お父様が重厚な扉を開け、私はその中へと足を踏み入れた。
そこにいたのは――
「…………エル?」
思わず、名前が口をついて出た。
逆光を背負って部屋の中央に立っていたのは、数日前に王城で別れたはずの、あの少年だった。
以前と変わらない、少しぶっきらぼうで、どこか世の中を冷めた目で見ているような表情。

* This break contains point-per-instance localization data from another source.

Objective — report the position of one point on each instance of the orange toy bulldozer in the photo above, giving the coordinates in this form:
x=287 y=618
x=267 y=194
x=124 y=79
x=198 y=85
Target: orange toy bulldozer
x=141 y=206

けれど、高級な仕立ての服を着せられた彼は、その立ち方にわずかな硬さを滲ませている。
「……リリ」
琥珀色の瞳と視線が合う。
「久しぶり……って言うほどでもないな。数日ぶりか」
王城の白いベッドで丸まっていた彼と、公爵邸の豪華な内装の中にいる彼。
場所が変わると、別人のように思える。
「どうしてここに……? 体はもう大丈夫なの?」
「ああ、動く分には問題ないよ」
エルの短い答えを引き継ぐように、背後のヴィンセントが淡々と説明を始めた。
「……しばらくの間、このアルヴェルト公爵邸で彼を『預かる』ことにした。もちろん、陛下のご許可も得てのことだ」
「預かる……?」
「そうだ。例の組織、ノルズガルドの残党が完全に潰えた確証はない。そして、彼らがあの施設で『何』を成そうとしていたのかも、まだ闇の中だ。……エルは、奴らに目をつけられている可能性が極めて高い。その辺の施設に放っておくには、あまりに危険すぎるからね」
お父様の説明は論理的だった。
けれど、その瞳の奥には鋭い観察の光があった。
「安全を確保するためでもあるし、こちらの都合でもある。要するに、私の目の届く場所に置くのが、最も管理しやすいということだ」
言い方は穏やかだが、それは実質的な「監視」でもあった。
けれど、エルは特に反論する様子もなく、ただ静かにその場に立っている。
その従順さが、逆にどこか不自然にさえ感じられた。
私は少しだけ考え――。
そして、お父様の思惑も、エルの複雑な事情もすべてを飲み込んだ上で、ふっと表情を緩めた。
「……そうなのね。理由はどうあれ、嬉しいわ」
私は一歩、彼へと歩み寄った。
「また、一緒にいられるのね。今度は暗い牢獄じゃなくて、この陽の当たる場所で」
それは、打算も何もない、私の素直な感想だった。
エルが一瞬だけ驚いたように目を瞬かせ、琥珀色の瞳を揺らす。
「……まあ、そうなるな。……よろしく、リリアーナ」
彼は少しだけ照れくさそうに視線を逸らしながら、ぶっきらぼうに答えた。
その様子を、ヴィンセントが眉間に深い皺を寄せて見つめている。
「……言っておくがエル。リリアーナがいくら天使のように可愛く、慈悲深いからといって、無闇に触れることは万死に値すると心得よ。あと、その言葉遣いだ。今日からこの屋敷の家庭教師が、叩き直すことになるだろうから覚悟しておけ」
「……お父様ったら、気が早いですわ。彼はまだ病み上がりですのよ」
私は呆れたように笑い、エルに向かって自然に手を差し出した。
「あらためて、よろしくね、エル」
ほんの一瞬の間。
エルは戸惑うように私の手を見つめ、それから、その熱のこもった掌で私の手を握り返した。
「……ああ。よろしく、リリアーナ」
短い返事。
交わされたのは、たったそれだけのやり取り。
けれど、それは確かに
――私と彼の「新しい日常」が幕を開けた瞬間であり、窓から差し込む陽光は、私たちの重なった手を温かく照らしていた。